I hate XML as much as the next guy but in this case I would blame a poorly desig...

pwg · on March 31, 2014

> There's no reason why any file parsing library would end up fetching remote data without being explicitly asked to do so.

I would agree. But the XML spec. authors clearly disagreed with both of us:

External Entities:

XML 1.0: http://www.w3.org/TR/2008/REC-xml-20081126/#sec-external-ent

XML 1.1: http://www.w3.org/TR/2006/REC-xml11-20060816/#sec-external-e...

This is "XML speak" for an "include" statement to something like cpp, with the exception that this "include" could end up performing remote network fetches to acquire that which is being included.

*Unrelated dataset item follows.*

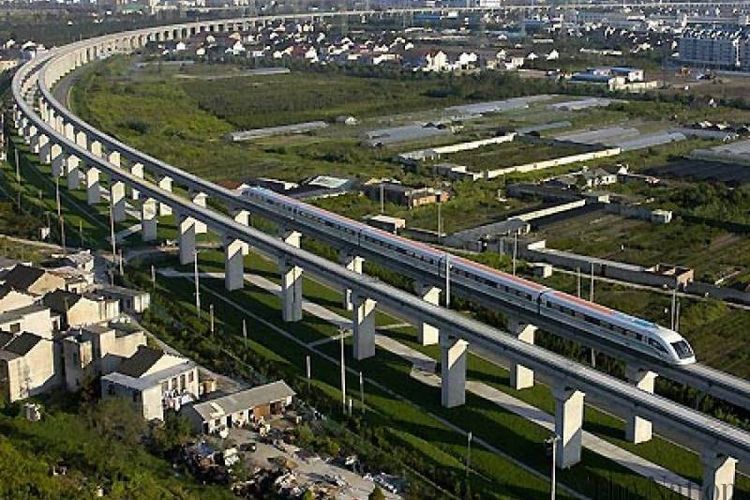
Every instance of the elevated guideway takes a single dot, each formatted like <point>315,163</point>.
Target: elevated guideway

So, technically, to be a proper, standards compliant XML parser, the parser has to at least submit requests to "fetch" these entities to the higher level code using the library, and let that code decide what to do about the "includes".

As to why Microsoft's implementation is the way it is, absent a Raymond Chen blog post explaining the why, we can only guess.

acqq · on March 31, 2014

Ever tried to look in the documents saved by Libre Office or MS Office? They all use XML now. The ODT document with only two words in it has at the start of the content.xml inside of ODT this beauty:

    <?xml version="1.0" encoding="UTF-8"?>
    <office:document-content
    (...)
    xmlns:xlink="http://www.w3.org/1999/xlink" 
    xmlns:dc="http://purl.org/dc/elements/1.1/" 
    xmlns:math="http://www.w3.org/1998/Math/MathML" 
    xmlns:ooo="http://openoffice.org/2004/office" 
    xmlns:ooow="http://openoffice.org/2004/writer" 
    xmlns:oooc="http://openoffice.org/2004/calc" 
    xmlns:dom="http://www.w3.org/2001/xml-events" 
    xmlns:xforms="http://www.w3.org/2002/xforms" 
    xmlns:xsd="http://www.w3.org/2001/XMLSchema" 
    xmlns:xsi="http://www.w3.org/2001/XMLSchema-instance" 
    xmlns:rpt="http://openoffice.org/2005/report" 
    xmlns:xhtml="http://www.w3.org/1999/xhtml" 
    xmlns:grddl="http://www.w3.org/2003/g/data-view#" 
    xmlns:officeooo="http://openoffice.org/2009/office" 
    xmlns:tableooo="http://openoffice.org/2009/table" 
    xmlns:drawooo="http://openoffice.org/2010/draw"

It's not Microsoft specific bug that ate some brains.

yuhong · on March 31, 2014

These are namespace directives, not references to external DTDs.

acqq · on March 31, 2014

The problem is, whenever you have some link anywhere and it is assumed that it should be refreshed sometimes, how can you know that you shouldn't load the more current version? If you write something like a DLL or library why not leave it to the expert: let the IE try to fetch it, and if it already fetched, it will return it from its own cache! Brilliant, problem solved! Except when that happens from 144 instances all the time and IE needs some windows creations at the start which is what Bruce seems to manage to trigger.

shawnz · on April 1, 2014

To expand on what the parent commenter was saying: namespace directives aren't meant to be accessed; they are just used as a unique identifier.

acqq · on April 1, 2014

Yes. I'm old enough to remember the times though when even some of the creators of the standard still thought otherwise:

https://web.archive.org/web/20060613090946/http://textuality...

"Given that namespaces have definitive material, and that such definitive material is typically available on the Web, and that namespace names may be "http:"-class URIs, it is a grievous waste of potential if it is not possible to use the namespace name in retrieving the definitive material."

And in order to do all the processing and transformations popular at the time somewhere there should be the copies of the documents specified with the URI's. Bruce detected some loads from some documents stored in the DLLs, locally.

i386 · on April 1, 2014

The amount of times I've fixed bugs as a direct consequence to this is simply astounding.

Two favourites: 1) App never started because it couldn't access the internet to fetch a DTD/XSD. 2) Sun/Oracle removed XSDs and the app refused to start.

acqq · on March 31, 2014

> There's no reason why any file parsing library would end up fetching remote data

It's not the API, it is the part of many of the specs, as it was thought to be a good idea once, specifically many standardizations involved additional definitions located at the http servers, example:

http://msdn.microsoft.com/en-us/library/aa468557.aspx

Which was "poised to play a central role in the future of XML processing, especially in Web services where it serves as one of the fundamental pillars that higher levels of abstraction are built upon."

So you had to implement it to be "conforming," and then to avoid overheads as "optimizations." Ironically, "/optimize" feature isn't optimized.

The reason this it's not discovered earlier is that the Visual Studios which contain that option were priced more thousands of dollars (I don't know the what the currently cheapest version containing "/optimize" is -- anybody knows?).